A pochi giorni dai proclami dell’Assemblea generale, la Confidustria targata Carlo Bonomi riporta un autentico flop col fallimento della trattativa tra Federmeccanica-Assistal e i sindacati per il rinnovo del contratto nazionale di un milione e 400 mila lavoratori metalmeccanici. Dopo quasi 11 mesi e 13 incontri, il tavolo è saltato sulla questione salariale, tema sul quale le imprese non intendono fare che minime concessioni. Fim, Fiom e Uilm hanno proclamato lo stato di agitazione e il blocco delle flessibilità e degli straordinari; in alcune fabbriche vi sono già stati scioperi spontanei decisi dalle Rsu, in particolare in Piemonte. Ora partiranno le assemblee, per scegliere le forme di lotta da mettere in campo.

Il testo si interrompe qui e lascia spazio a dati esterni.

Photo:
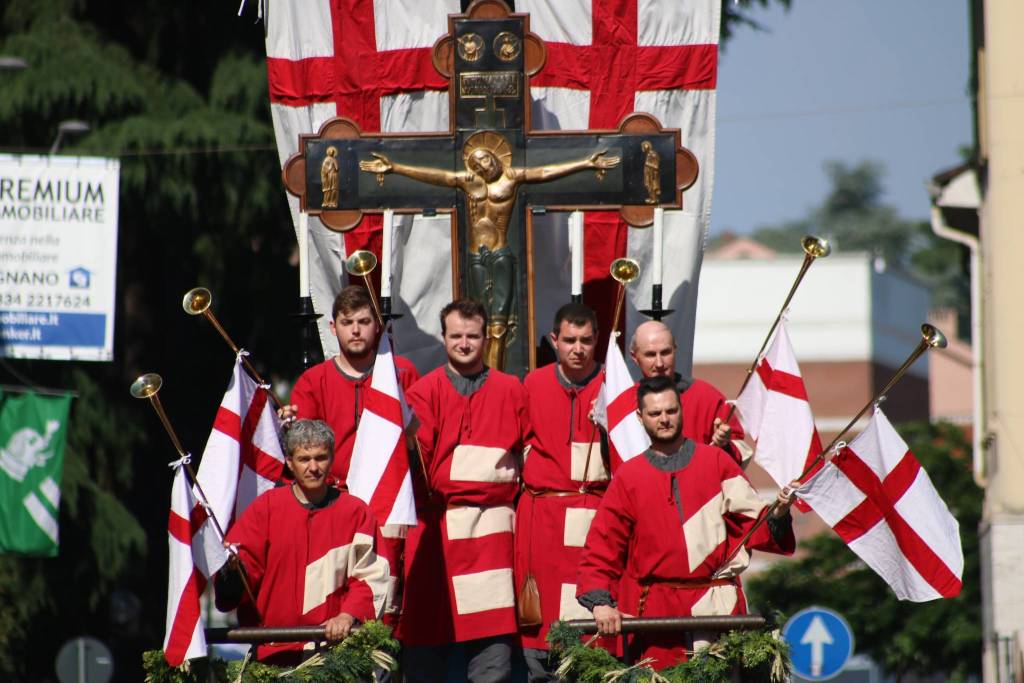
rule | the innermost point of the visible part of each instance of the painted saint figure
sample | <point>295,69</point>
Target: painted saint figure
<point>329,178</point>
<point>651,172</point>
<point>491,184</point>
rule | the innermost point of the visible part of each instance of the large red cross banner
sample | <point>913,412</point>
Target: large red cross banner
<point>371,61</point>
<point>878,498</point>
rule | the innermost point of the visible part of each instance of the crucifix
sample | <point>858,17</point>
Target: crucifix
<point>491,171</point>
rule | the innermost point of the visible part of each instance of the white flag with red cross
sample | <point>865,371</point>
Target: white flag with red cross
<point>370,60</point>
<point>187,573</point>
<point>243,457</point>
<point>774,411</point>
<point>379,470</point>
<point>882,503</point>
<point>616,404</point>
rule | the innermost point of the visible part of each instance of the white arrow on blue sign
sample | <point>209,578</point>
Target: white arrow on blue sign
<point>820,642</point>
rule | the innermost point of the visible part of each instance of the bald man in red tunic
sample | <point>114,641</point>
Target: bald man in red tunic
<point>564,475</point>
<point>660,542</point>
<point>459,584</point>
<point>705,408</point>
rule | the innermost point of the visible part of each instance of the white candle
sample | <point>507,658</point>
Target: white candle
<point>386,252</point>
<point>303,254</point>
<point>657,236</point>
<point>576,251</point>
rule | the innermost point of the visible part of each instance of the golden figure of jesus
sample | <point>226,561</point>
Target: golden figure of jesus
<point>491,184</point>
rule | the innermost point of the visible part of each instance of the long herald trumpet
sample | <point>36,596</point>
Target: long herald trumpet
<point>360,264</point>
<point>197,302</point>
<point>931,337</point>
<point>624,271</point>
<point>147,386</point>
<point>814,248</point>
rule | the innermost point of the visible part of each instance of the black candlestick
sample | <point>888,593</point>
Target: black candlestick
<point>655,312</point>
<point>312,352</point>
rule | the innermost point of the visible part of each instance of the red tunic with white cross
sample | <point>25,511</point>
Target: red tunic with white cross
<point>550,526</point>
<point>324,392</point>
<point>658,524</point>
<point>459,558</point>
<point>308,565</point>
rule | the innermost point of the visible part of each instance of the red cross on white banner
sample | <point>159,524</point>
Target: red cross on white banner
<point>879,499</point>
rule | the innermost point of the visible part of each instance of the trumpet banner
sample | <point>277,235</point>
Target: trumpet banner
<point>371,61</point>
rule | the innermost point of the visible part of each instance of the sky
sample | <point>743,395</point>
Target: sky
<point>846,80</point>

DA ANNI AL PALO. La richiesta sindacale è di un aumento in media di 156 euro; la controparte datoriale propone un contratto di garanzia con minimi contrattuali legati all’inflazione (Ipca), che corrisponde a un aumento di 40-42 euro nei prossimi tre anni. In più Federmeccanica mette sul piatto la disponibilità a definire insieme le misure più efficaci per diffondere i premi di risultato in ogni azienda metalmeccanica. Troppo poco per i sindacati, secondo cui “non è accettabile che i metalmeccanici abbiano i minimi salariali più bassi in Italia, con differenze fino a 400 euro lordi mensili, prendendo in otto anni, dal 2016 al 2024, aumenti salariali irrisori”.

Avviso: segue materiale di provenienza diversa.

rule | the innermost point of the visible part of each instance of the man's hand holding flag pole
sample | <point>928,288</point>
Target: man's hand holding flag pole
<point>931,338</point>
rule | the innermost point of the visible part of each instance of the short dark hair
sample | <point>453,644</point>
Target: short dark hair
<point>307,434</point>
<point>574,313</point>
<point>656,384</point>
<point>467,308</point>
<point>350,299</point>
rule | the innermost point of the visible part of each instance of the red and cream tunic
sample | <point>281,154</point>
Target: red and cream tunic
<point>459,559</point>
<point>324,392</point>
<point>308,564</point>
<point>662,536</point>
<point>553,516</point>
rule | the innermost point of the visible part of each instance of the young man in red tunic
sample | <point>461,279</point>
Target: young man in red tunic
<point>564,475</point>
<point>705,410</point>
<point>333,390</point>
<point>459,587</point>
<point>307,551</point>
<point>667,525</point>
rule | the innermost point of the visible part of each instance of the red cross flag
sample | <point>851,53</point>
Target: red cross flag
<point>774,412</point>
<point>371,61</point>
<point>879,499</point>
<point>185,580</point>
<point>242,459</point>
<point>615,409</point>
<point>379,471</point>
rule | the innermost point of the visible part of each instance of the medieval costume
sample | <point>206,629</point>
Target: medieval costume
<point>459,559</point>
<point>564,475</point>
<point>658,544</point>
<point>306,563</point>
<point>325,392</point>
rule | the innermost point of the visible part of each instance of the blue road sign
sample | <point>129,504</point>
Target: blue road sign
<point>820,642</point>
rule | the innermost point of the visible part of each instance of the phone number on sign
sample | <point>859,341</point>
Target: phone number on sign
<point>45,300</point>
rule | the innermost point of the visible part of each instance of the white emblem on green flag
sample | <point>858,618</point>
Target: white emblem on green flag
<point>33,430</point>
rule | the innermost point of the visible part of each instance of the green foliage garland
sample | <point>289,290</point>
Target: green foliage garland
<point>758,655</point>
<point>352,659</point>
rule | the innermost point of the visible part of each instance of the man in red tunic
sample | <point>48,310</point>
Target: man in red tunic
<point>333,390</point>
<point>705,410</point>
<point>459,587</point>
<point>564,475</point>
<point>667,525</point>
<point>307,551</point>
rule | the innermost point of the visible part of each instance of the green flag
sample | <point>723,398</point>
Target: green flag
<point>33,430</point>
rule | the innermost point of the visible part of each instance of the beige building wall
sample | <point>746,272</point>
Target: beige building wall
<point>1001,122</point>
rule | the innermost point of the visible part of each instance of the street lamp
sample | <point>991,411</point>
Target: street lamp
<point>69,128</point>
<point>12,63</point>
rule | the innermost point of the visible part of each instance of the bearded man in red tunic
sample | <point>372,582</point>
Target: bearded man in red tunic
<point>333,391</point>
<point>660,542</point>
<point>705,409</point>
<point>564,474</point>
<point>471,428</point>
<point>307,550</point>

Secondo Stefano Franchi, direttore generale di Federmeccanica, la posizione assunta è “coerente e pragmatica, figlia della realtà del momento”, quella cioè di una crisi pesantissima. Di tutt’altro tenore il giudizio espresso dei segretari generali di Fim, Fiom e Uilm, Alberto Benaglia, Francesca Re David e Rocco Palombella, che hanno addossato esplicitamente la responsabilità della rottura agli imprenditori, per aver interrotto il tavolo negoziale, non confermando i tre prossimi incontri peraltro già calendarizzati.